Manifestation of superfluidity in atom-number-imbalanced two-component Bose-Einstein condensates

TL;DR

This paper investigates superfluidity in two-component Bose-Einstein condensates with unequal atom numbers, identifying a critical velocity for transition from superfluid to dissipative behavior through numerical simulations.

Contribution

It introduces the disturbance function to quantify excitations and reveals the critical velocity for superfluidity breakdown in atom-number-imbalanced BECs.

Findings

Identification of a critical velocity for superfluid to dissipative transition

Introduction of the disturbance function to measure excitations

Discussion of factors causing discrepancy with theoretical speed of sound

Abstract

Superfluid and dissipative regimes in the dynamics of a two-component quasi-one-dimensional Bose-Einstein condensate (BEC) with unequal atom numbers in the components have been explored.

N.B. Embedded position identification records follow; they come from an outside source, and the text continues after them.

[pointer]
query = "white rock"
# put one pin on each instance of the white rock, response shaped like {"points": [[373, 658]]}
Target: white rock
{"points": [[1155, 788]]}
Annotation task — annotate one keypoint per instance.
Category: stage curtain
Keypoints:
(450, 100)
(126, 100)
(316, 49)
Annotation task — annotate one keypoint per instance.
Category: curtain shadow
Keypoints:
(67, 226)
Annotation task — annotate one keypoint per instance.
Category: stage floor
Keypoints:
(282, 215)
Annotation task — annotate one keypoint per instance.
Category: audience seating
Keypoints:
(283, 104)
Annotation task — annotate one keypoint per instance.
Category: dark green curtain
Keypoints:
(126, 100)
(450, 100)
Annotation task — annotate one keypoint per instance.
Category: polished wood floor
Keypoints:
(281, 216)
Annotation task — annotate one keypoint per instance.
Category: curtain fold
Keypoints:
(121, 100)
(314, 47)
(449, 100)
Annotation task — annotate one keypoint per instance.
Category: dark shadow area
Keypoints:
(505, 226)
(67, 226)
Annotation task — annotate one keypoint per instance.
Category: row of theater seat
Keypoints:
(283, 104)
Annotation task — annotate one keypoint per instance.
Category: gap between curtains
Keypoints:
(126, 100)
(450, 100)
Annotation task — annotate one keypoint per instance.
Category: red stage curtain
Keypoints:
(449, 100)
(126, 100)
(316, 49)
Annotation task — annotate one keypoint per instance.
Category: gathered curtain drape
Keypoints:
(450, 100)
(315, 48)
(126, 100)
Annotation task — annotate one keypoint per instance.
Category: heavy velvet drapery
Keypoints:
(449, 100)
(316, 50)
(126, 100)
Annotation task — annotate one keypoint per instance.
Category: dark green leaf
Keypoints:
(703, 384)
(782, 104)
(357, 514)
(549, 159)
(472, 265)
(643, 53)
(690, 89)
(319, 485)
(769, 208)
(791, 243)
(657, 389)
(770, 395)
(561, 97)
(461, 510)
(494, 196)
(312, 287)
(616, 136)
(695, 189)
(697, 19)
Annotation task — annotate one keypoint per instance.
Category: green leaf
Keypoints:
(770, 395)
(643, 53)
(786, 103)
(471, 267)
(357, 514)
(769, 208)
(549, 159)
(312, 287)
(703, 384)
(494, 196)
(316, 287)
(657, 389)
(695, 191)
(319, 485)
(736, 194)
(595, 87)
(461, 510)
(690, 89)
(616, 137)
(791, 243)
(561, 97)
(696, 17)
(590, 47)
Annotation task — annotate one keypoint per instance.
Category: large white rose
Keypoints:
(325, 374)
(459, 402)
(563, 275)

The system supports localized waves of the symbiotic type owing to the same-species repulsion and cross-species attraction. The minority BEC component moves through the majority component and creates excitations. To quantify the emerging excitations we introduce a time-dependent function called disturbance. Through numerical simulations of the coupled Gross-Pitaevskii equations with periodic boundary conditions, we have revealed a critical velocity of the localized wave, above which a transition from superfluid to dissipative regime occurs, evidenced by a sharp increase in the disturbance function. The factors responsible for the discrepancy between the actual critical velocity and the speed of sound, expected from theoretical arguments, have been discussed.